For both of us, this period of self-isolation is encircled by the fear of loss. We have two family members with compromised immune systems who fall into the “high risk” population in differing but equally frightening ways. At first, preparing for this invisible predator consumed all our time beyond work and sleep. We disinfected every crevice of our home. When we hung up our rubber gloves, we were left with unbearable silence, carrying sadness and dread within us.

One day in March, as I watched the sun bake the asphalt of our now-empty street, I realized we needed something to fill the empty interstitial pockets of our time. We needed something to soften the edges of our despair. Not something to erase our despair, but rather, something to help us bear it. 
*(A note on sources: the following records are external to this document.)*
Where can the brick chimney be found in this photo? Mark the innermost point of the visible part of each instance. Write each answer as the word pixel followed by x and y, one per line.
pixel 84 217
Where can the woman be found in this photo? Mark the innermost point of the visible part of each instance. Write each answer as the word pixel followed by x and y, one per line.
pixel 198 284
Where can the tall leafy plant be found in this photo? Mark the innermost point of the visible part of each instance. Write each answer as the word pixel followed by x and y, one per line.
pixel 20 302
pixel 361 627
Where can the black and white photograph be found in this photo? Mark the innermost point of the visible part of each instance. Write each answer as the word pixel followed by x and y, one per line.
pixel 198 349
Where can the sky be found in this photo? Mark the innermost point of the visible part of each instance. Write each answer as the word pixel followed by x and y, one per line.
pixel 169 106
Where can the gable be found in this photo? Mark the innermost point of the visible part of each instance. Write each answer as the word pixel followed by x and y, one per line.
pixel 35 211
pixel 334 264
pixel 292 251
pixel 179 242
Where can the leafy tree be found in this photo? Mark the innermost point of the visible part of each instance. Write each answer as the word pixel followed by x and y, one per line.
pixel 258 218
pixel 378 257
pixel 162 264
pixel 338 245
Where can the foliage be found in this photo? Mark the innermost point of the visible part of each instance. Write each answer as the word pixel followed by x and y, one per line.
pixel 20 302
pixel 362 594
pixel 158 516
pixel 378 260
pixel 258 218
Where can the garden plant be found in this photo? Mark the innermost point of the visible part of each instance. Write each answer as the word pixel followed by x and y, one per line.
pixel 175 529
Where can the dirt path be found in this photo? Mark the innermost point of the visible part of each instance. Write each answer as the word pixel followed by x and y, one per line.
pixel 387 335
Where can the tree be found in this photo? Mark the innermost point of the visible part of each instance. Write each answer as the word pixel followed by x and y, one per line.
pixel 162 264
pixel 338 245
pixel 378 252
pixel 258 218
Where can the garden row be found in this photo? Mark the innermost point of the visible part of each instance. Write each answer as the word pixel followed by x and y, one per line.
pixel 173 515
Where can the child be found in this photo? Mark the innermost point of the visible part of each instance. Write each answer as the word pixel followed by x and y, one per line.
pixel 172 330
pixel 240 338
We turned our attention, then, to food, the material symbol of nourishment. We decided we would make mealtimes a shared project in the quotidian. Instead of cooking a full English breakfast, we would spread jam on toast and slice oranges. Instead of baking a tart, we would bake pound cake. We would pour pesto over pasta, bake potatoes in the microwave and steam vegetables. No matter how simple the menu, we would sit together at the table to make the time a sacred respite from our worrying.

No matter how simple the menu, we would sit together at the table to make the time a sacred respite from our worrying.

For weeks now, we have eaten meals together at our small farm table, a relic from an old life in Vermont, every day, three times a day. It is a simpler container than the settings of meals in earlier seasons of our relationship, but the foundation upon which this practice rests is more meaningful. It reminds us of what is truly essential, what is needed to sustain us. 

In this tumultuous time, in which both joy and pain are saturated in equal measure, we are standing on the shore of the unknown, but we are standing together in the midst of the same fear, the same uncertainty and the same gratitude. Connecting with my husband, in this homely and unassuming way, feels like relief, like drinking from a natural spring in the desert. 

We are standing together in the midst of the same fear, the same uncertainty, the same gratitude.

May you find your own moments of relief in what can now seem like a cruel and crumbling world. Rest is not a form of avoidance. It is a form of remembering: using time to remember what is still beautiful about the world, what we cherish in being alive and what we are fighting, each in our own ways, to preserve. 

What are some of the moments of joy in your day? How do you take respite?